During the 2017-18 school year, the 9th grade again traveled to the Brandeis Bardin Institute in southern California. The 10th grade traveled to Utah's Bryce Canyon National Park and Zion National Park, as well as a short visit to Las Vegas. The 11th and 12th grades went to Israel for a longer, two week trip (the standard length of a Journey is one week).

During the 2017-18 school year, the 9th grade continued the tradition of going to southern California. The 10th grade again traveled to Utah and Las Vegas. The 11th grade went to Israel for the same two-week length as the previous year. The 12th grade went on a service/learning trip to New Orleans.

==Community outreach==
Students volunteered more than 4,000 hours each year. Students have collected 1092 lbs. of food for the SF Food Bank; interviewed Holocaust Survivors for JFCS's Next Chapter project; served hundreds meals at Glide Memorial Church; helped seniors at adult day care programs; and worked with The Village Project tutoring local kids from Western Addition in reading, writing, social studies, and math every Monday and Thursday from September, 2009 through May, 2010, totaling over 250 hours.

==Accreditation==
JCHS received a full 6-year term of accreditation from the Western Association of Schools and Colleges (WASC) in the spring of 2007. The school was re-accredited in 2015 for the full term.

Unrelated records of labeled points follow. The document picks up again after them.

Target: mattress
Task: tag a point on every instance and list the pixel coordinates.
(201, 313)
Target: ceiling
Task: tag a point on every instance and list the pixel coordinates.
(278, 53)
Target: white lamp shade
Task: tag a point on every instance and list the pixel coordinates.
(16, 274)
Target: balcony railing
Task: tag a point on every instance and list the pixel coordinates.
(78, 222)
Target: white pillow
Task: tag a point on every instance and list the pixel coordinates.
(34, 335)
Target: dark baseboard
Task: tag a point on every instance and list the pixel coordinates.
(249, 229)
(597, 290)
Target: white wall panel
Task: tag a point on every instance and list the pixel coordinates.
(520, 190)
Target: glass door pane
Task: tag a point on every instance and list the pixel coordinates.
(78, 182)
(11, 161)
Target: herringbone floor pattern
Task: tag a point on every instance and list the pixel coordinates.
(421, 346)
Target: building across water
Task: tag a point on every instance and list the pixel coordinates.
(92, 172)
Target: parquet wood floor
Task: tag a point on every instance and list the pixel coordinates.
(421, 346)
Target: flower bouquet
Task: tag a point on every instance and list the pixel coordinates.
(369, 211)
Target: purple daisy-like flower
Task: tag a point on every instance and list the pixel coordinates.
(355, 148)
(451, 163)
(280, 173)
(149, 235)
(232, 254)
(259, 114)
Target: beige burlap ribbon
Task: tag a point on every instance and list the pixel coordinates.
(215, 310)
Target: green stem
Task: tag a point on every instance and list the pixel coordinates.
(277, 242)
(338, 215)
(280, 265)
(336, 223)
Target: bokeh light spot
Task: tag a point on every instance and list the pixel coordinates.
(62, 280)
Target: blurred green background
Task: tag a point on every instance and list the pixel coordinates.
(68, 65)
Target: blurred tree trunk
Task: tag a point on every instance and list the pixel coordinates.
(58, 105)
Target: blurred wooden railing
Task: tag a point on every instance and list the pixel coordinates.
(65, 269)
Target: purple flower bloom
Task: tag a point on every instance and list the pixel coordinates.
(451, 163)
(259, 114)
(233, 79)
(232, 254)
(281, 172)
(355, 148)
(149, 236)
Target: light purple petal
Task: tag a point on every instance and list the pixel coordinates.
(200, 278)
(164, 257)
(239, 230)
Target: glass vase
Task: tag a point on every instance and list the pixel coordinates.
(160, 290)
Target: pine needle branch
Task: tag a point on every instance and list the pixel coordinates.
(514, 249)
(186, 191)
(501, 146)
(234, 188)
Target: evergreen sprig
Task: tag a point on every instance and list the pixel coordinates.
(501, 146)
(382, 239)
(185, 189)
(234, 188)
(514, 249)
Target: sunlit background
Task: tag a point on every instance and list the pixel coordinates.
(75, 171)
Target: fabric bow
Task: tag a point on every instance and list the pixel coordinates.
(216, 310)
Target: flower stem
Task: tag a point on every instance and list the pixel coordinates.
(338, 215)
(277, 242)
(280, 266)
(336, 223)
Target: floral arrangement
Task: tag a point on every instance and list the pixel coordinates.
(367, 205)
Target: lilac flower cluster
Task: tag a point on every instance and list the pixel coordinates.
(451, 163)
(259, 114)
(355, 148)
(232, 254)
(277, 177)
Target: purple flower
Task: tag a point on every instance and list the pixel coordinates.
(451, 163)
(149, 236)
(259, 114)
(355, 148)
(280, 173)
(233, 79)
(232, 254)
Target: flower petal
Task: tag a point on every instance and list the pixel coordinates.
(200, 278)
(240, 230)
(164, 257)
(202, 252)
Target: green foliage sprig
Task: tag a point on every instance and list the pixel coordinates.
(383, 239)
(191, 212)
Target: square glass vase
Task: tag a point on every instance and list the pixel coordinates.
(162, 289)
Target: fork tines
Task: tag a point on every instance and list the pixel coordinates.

==Professional affiliations==
JCHS staff and faculty are members of the following professional organizations: National Association of Independent Schools (NAIS), California Association of Independent Schools (CAIS), Partnership for Excellence in Jewish Education (PEJE), the Alliance for Jewish Education, the College Board, Secondary School Admission Test Board (SSAT), Bay Area Admissions Directors (BAAD), the National Association for College Admission Counseling (NACAC), the Western Association for College Admission Counseling (WACAC), the American Association of Collegiate Registrars and Admissions Officers (AACRAO), RAVSAK - the Jewish Community Day School Network and the Bay Area Independent Schools College Counselors (BAISCC) Consortium.